I think it’s good to give my kid a sibling so that she will have a companion to share the burden or go through life’s tough moments when we are old or not around. Simply cos I cannot going through all these without my siblings… But of course to achieve that it is certainly not easy.
i’ve been having this thought for a few months now myself… for the longest time (my girl is coming 4 in july) I’ve always been very sure that I want only 1 child. like you there are so many factors to think about, the cost, the time, the nurting, and having to make sacrifices in resources between the 2. there are days when I’m so sure I want.. but there are days when I wonder how would I cope with 2. I’m a single child myself and I do understand the burden of being an only child. it’s not so much the loneliness cos honestly there are friends, cousins, playdates etc… it’s the burden of being the only child to my parents. of having to shoulder the responsiblity all on my shoulder. having no alternatives, and giving up many opportunites in life because of the burden of being an only child. eg I gave up job prospects of overseas postings because I couldn’t leave my mom alone (my parents are divorced). I can’t bitch about my unreasonable mom to another sibling… so i wonder if I want my child to be in the same shoes as me. would she resent me when i become old and grumpy… would it be better if she had someone that could share her burden.

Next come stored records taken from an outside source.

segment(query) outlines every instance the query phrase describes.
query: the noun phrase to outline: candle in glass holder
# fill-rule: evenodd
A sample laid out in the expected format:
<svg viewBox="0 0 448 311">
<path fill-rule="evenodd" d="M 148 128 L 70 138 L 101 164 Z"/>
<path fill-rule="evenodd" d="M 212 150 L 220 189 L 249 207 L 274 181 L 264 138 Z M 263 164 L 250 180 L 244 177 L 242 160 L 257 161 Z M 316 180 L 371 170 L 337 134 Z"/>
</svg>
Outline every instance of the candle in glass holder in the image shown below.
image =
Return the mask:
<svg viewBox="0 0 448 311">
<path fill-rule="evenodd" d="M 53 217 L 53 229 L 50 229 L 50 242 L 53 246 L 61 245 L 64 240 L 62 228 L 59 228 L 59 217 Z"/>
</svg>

unlike many kids her age, my daughter never once asked for a sibling. and when I ask her if she wanted a little brother or sister, her answer would always be no. she wants to be the only baby. hahaha…
and lately there has been some issues with her in school and she comes back and says she doesn’t have friends, etc. and I wonder if a sibling would be better for her emotional growth.
Rachel Reply:
April 26th, 2012 at 8:43 pm
I think having a sibling is always good, compared to having non. But I think being the practical and realistic person that I am, I am coming to terms with the possibility of not having another. If it comes, than I think it will be God’s will, but if not, I will make the best of only having one child. Life is simpler now with one, I am not sure, how it will be with another child.
I chanced upon your blog. When God gives, He provides too.